Enhanced and compulsory provisioning of social security benefits has begun assuming greater significance with governmental benevolence reaching its zenith after the latest historic announcement of a never before insurance cover of as much as Rs 5 lakhs each for a hundred million poor and vulnerable families, the biggest such public initiative, worldwide.

Though there is no dearth of social security schemes in our country, many legitimate beneficiaries remain deprived of their benefits partly due to recurrent administrative bottlenecks and partly owing to the rampant financial bunglings and unbridled leakages. To stem this rot, the government needs proactive adoption of stricter labour law implementation strategies complemented with greater budgetary allocations, securer information technology infrastructure and easier cashless transfers to the actual beneficiaries.

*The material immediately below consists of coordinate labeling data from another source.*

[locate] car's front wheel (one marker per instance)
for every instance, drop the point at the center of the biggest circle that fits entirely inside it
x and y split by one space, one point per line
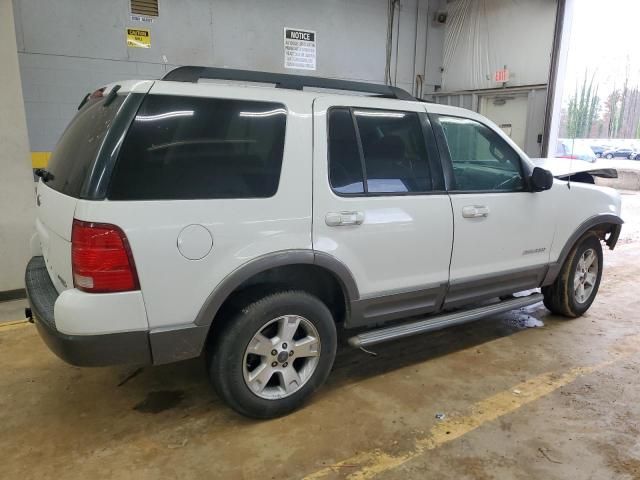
576 287
273 354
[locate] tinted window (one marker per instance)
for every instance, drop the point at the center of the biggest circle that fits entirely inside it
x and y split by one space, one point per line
481 159
395 152
345 167
189 147
79 145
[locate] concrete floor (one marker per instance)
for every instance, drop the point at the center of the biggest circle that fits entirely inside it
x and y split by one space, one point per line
555 402
12 310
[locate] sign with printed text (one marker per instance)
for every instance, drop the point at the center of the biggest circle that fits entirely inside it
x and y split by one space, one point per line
138 38
140 18
502 76
299 49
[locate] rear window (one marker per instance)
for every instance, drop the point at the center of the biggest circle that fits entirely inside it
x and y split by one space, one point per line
189 147
79 145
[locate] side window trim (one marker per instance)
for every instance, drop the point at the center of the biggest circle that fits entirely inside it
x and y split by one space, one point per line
438 182
363 165
444 154
433 157
447 162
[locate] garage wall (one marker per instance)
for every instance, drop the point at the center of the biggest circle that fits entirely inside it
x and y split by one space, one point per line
484 35
16 183
68 48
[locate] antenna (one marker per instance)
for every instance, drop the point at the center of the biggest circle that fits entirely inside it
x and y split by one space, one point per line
573 146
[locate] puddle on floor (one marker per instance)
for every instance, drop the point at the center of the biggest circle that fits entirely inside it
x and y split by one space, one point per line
159 401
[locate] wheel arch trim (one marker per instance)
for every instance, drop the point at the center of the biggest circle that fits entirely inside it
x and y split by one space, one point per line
266 262
601 219
171 344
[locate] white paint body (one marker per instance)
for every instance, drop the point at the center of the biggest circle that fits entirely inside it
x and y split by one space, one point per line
404 243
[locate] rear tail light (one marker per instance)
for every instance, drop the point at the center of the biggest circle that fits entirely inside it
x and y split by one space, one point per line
101 258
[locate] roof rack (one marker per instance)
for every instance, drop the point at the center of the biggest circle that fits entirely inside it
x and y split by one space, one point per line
282 80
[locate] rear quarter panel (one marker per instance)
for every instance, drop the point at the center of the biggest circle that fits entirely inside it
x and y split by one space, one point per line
175 288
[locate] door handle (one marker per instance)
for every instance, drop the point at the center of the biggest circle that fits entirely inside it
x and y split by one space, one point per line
340 219
475 211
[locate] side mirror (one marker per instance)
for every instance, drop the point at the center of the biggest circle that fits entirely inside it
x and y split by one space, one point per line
541 179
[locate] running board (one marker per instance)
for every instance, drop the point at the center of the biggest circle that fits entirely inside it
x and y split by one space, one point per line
380 335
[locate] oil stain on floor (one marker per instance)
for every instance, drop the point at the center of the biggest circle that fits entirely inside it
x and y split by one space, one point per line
159 401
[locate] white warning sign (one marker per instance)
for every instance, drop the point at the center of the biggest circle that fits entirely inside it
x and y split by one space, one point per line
299 49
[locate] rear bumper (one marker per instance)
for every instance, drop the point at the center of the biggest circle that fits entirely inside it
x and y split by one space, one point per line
81 350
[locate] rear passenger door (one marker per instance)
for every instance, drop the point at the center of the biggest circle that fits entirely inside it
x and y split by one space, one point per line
379 204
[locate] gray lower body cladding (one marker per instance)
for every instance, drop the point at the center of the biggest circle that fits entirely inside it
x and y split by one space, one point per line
440 321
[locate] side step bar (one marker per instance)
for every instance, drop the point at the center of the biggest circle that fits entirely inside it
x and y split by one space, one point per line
430 324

Public-private partnerships and symbiotic collaborations with reputed NGOs too would help to bring these schemes off the ground. Such telescopic merger of the aforesaid multi-pronged initiatives is in all likelihood, expected to provide not only a renewed acceleration to the efforts at broad basing digital literacy, as envisioned in the government’s bellwether Digital India initiative launched in 2015, but also a comprehensive panacea for all the systemic maladies and in effect, helping inculcate social empathy among all the stakeholders.